Since the late 1960s, Saar has used discarded window frames like this one in her art. Here, she pays homage to a figure of legend venerated in Brazil: the blue-eyed, black-skinned Anastacia. Though expunged in the 1980s by the Brazilian Catholic Church, Anastacia was embraced by the local Umbanda religion, which combines aspects of Catholicism, Spiritism, and African and indigenous Brazilian belief systems. Copper coils on nails emerge from the window frame, suggesting psychic power or energy. The copper circuit boards used as a support evoke another form of energy generation and circulation.
Betye Saar
Memory Window for Anastacia, 1994
Paint on copper circuit boards in wood window frame, with metal ornaments and copper wire–covered nails
Private collection, Los Angeles. Courtesy of the artist and Roberts Projects, Los Angeles, California.© Betye Saar.
Robert Wedemeyer
Rachel Federman: Betty Saar's earliest found object assemblages from the 1960s used old window frames like this one. Two events in her life were particularly formative to her becoming an assemblage artist. As a child in the 1930s, she witnessed the construction of the Watts Towers in Los Angeles during weekly visits to her grandmother. Constructed by Simon Rodia between 1921 and 1954, the towers are a monumental work of folk art constructed from salvaged-steel rebar, cement, discarded bottles, and other detritus. Many years later, in January 1967, Saar visited an exhibition of works by Joseph Cornell at the Pasadena Art Museum. This is Saar speaking about it in 2011.

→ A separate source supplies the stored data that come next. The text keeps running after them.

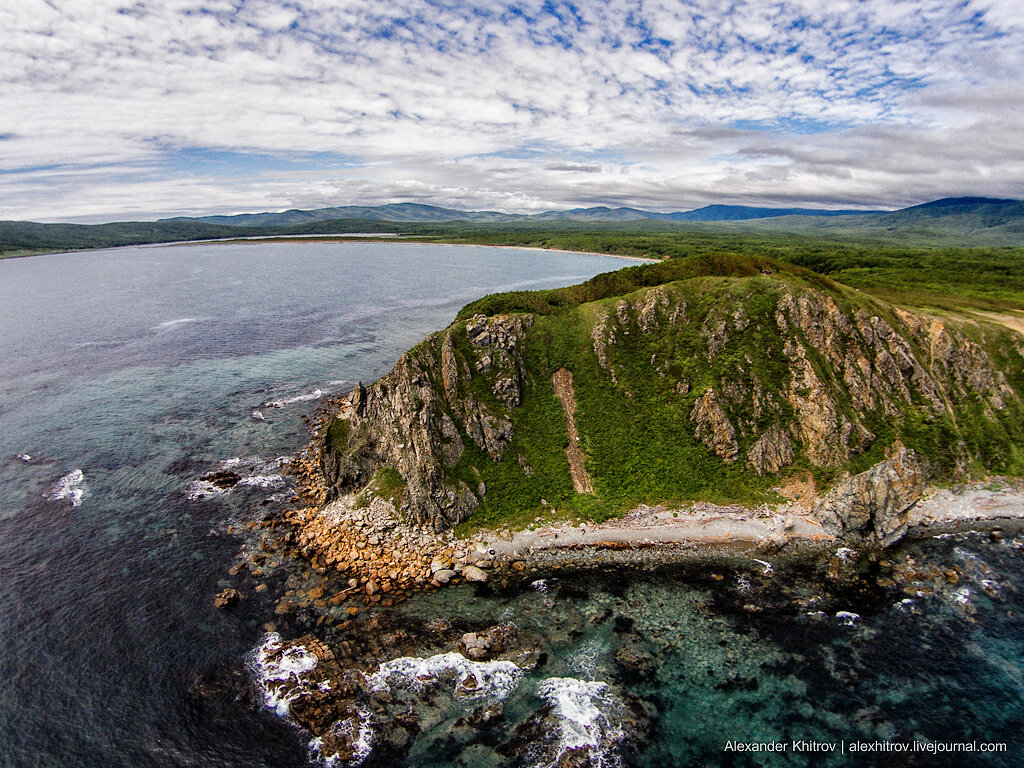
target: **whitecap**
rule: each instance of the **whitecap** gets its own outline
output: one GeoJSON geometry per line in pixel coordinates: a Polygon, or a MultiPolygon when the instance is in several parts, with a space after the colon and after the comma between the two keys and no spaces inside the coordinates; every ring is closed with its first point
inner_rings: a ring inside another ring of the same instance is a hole
{"type": "Polygon", "coordinates": [[[857,556],[857,550],[850,549],[849,547],[840,547],[836,550],[836,557],[842,560],[844,563],[850,562],[851,558],[857,556]]]}
{"type": "Polygon", "coordinates": [[[836,611],[836,618],[844,627],[852,627],[854,622],[860,619],[860,614],[853,611],[836,611]]]}
{"type": "Polygon", "coordinates": [[[50,498],[53,501],[67,499],[71,502],[72,507],[77,507],[82,503],[88,492],[89,490],[85,486],[85,474],[82,470],[76,469],[68,472],[57,481],[57,484],[53,486],[53,490],[50,491],[50,498]]]}
{"type": "Polygon", "coordinates": [[[188,323],[198,323],[199,318],[197,317],[182,317],[177,320],[168,320],[166,323],[160,323],[159,325],[153,326],[152,330],[162,331],[168,328],[177,328],[179,325],[186,325],[188,323]]]}
{"type": "Polygon", "coordinates": [[[249,475],[238,481],[239,485],[251,485],[256,488],[283,488],[284,477],[281,475],[249,475]]]}
{"type": "Polygon", "coordinates": [[[208,480],[193,480],[185,488],[189,501],[205,501],[215,496],[223,496],[230,488],[218,488],[208,480]]]}
{"type": "Polygon", "coordinates": [[[958,589],[953,593],[953,600],[960,605],[970,605],[971,602],[971,590],[968,587],[958,589]]]}
{"type": "Polygon", "coordinates": [[[384,662],[366,680],[377,691],[408,688],[414,691],[452,677],[452,693],[464,699],[503,699],[519,684],[525,671],[511,661],[472,661],[461,653],[420,658],[403,656],[384,662]]]}
{"type": "Polygon", "coordinates": [[[537,694],[558,718],[558,753],[551,765],[574,749],[588,749],[588,764],[598,768],[618,762],[608,745],[623,737],[618,723],[622,705],[607,683],[549,677],[541,681],[537,694]]]}
{"type": "Polygon", "coordinates": [[[27,464],[28,462],[32,461],[32,457],[31,457],[31,456],[29,456],[29,455],[28,455],[27,453],[19,453],[19,454],[18,454],[18,455],[17,455],[17,456],[15,457],[15,458],[21,459],[21,460],[22,460],[22,461],[24,461],[24,462],[25,462],[26,464],[27,464]]]}
{"type": "Polygon", "coordinates": [[[317,658],[301,645],[282,653],[282,645],[279,634],[267,633],[250,657],[250,665],[263,705],[287,717],[291,702],[312,690],[303,675],[316,668],[317,658]]]}
{"type": "Polygon", "coordinates": [[[307,392],[304,395],[296,395],[295,397],[286,397],[282,400],[268,400],[263,403],[264,408],[283,408],[286,405],[292,403],[304,403],[308,400],[319,400],[324,396],[323,390],[314,389],[312,392],[307,392]]]}
{"type": "Polygon", "coordinates": [[[249,414],[256,421],[266,421],[267,417],[263,415],[263,412],[259,408],[253,409],[253,412],[249,414]]]}
{"type": "Polygon", "coordinates": [[[750,559],[753,560],[755,563],[760,563],[761,565],[764,566],[764,570],[761,571],[761,573],[763,575],[771,576],[775,572],[775,569],[772,568],[772,564],[771,563],[766,562],[764,560],[758,560],[756,557],[752,557],[750,559]]]}
{"type": "Polygon", "coordinates": [[[537,579],[536,581],[531,581],[530,582],[530,588],[531,589],[535,589],[538,592],[547,592],[548,591],[548,580],[547,579],[537,579]]]}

Betty Saar: The show was like a jewelry store because it was very dim, pin spots on each little box. It just really blew me away as much as the Watts Towers did in another way, you know, where the Watts Towers went up and out and encompassed all the junk that he glued on it. Here was a little box where all the junk was put right inside, which was another little magical world instead of like taking a pane from the window and making a little box and being able to go into that little box. So that started the assemblages.